Her hand was on his sleeve, and he kept it there, but with no response in his gesture or in the lines of his fagged, preoccupied face.

“Did you think you’d seen it?” he asked, after an appreciable interval.

“Why, I actually took YOU for it, my dear, in my mad determination to spot it!”

“Me–just now?” His arm dropped away, and he turned from her with a faint echo of her laugh. “Really, dearest, you’d better give it up, if that’s the best you can do.”

“Yes, I give it up–I give it up. Have YOU?” she asked, turning round on him abruptly.

The parlor-maid had entered with letters and a lamp, and the light struck up into Boyne’s face as he bent above the tray she presented.

“Have YOU?” Mary perversely insisted, when the servant had disappeared on her errand of illumination.

“Have I what?” he rejoined absently, the light bringing out the sharp stamp of worry between his brows as he turned over the letters.

“Given up trying to see the ghost.” Her heart beat a little at the experiment she was making.

Her husband, laying his letters aside, moved away into the shadow of the hearth.

“I never tried,” he said, tearing open the wrapper of a newspaper.

“Well, of course,” Mary persisted, “the exasperating thing is that there’s no use trying, since one can’t be sure till so long afterward.”

He was unfolding the paper as if he had hardly heard her; but after a pause, during which the sheets rustled spasmodically between his hands, he lifted his head to say abruptly, “Have you any idea HOW LONG?”

Mary had sunk into a low chair beside the fireplace.
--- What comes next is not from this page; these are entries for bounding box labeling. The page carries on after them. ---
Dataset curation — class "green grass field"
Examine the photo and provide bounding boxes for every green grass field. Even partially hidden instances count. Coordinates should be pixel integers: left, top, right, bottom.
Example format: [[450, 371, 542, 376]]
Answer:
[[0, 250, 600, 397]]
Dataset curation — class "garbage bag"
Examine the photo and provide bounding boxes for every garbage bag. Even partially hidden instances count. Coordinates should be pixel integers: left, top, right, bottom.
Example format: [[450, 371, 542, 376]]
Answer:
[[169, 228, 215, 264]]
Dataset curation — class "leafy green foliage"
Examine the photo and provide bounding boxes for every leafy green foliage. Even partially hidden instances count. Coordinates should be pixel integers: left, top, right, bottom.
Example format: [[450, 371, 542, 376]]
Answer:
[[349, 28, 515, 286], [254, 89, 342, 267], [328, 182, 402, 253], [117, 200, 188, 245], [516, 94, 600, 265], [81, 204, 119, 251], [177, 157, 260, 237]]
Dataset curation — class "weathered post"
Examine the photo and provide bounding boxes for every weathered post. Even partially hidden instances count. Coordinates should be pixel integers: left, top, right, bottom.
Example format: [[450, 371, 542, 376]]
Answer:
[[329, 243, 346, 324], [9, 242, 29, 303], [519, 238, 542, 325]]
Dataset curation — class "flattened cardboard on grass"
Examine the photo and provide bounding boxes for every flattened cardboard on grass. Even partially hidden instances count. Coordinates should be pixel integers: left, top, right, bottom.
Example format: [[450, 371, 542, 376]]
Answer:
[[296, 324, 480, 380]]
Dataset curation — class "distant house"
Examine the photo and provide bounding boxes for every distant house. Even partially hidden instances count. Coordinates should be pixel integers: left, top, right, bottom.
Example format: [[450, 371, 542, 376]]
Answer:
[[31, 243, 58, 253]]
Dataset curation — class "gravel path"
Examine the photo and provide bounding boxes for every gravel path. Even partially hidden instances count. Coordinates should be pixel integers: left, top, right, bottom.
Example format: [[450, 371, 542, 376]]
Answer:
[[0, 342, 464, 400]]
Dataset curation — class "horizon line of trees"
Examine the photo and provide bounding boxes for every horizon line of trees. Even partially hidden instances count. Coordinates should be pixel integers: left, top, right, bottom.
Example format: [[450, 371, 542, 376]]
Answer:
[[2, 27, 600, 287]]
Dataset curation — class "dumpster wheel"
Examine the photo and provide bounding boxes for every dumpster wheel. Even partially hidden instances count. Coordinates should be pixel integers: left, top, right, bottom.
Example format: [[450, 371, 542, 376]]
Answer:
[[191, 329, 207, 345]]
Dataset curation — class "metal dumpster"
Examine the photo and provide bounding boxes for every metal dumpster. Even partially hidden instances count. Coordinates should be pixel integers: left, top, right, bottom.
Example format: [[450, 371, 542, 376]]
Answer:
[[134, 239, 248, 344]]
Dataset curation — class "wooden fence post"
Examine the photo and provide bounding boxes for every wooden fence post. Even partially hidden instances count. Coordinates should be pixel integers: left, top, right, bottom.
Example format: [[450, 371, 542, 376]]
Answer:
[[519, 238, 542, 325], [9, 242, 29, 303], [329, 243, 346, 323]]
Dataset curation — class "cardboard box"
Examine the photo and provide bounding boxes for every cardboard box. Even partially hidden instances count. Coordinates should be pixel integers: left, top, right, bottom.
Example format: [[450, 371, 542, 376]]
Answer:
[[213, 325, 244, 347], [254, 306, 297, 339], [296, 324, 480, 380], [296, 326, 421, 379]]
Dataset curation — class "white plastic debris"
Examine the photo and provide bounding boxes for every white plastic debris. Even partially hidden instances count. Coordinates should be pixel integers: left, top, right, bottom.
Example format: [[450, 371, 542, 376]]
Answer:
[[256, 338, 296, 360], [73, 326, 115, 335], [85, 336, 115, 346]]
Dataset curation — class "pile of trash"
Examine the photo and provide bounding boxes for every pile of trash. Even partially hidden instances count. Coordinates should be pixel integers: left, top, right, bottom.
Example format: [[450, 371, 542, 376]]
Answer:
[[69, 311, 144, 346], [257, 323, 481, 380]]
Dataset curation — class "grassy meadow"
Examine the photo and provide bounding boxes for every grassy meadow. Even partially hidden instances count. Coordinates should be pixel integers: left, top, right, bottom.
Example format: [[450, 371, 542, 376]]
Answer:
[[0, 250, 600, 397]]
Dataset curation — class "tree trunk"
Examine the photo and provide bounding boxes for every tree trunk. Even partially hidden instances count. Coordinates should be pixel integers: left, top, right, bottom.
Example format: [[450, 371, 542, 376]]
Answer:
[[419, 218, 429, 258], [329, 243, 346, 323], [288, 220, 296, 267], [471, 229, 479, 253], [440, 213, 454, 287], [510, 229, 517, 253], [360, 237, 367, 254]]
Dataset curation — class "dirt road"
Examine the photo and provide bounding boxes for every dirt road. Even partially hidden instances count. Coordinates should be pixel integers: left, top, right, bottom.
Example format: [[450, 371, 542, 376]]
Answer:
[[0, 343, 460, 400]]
From her seat she looked up, startled, at her husband’s profile, which was darkly projected against the circle of lamplight.

“No; none. Have YOU?” she retorted, repeating her former phrase with an added keenness of intention.

Boyne crumpled the paper into a bunch, and then inconsequently turned back with it toward the lamp.

“Lord, no! I only meant,” he explained, with a faint tinge of impatience, “is there any legend, any tradition, as to that?”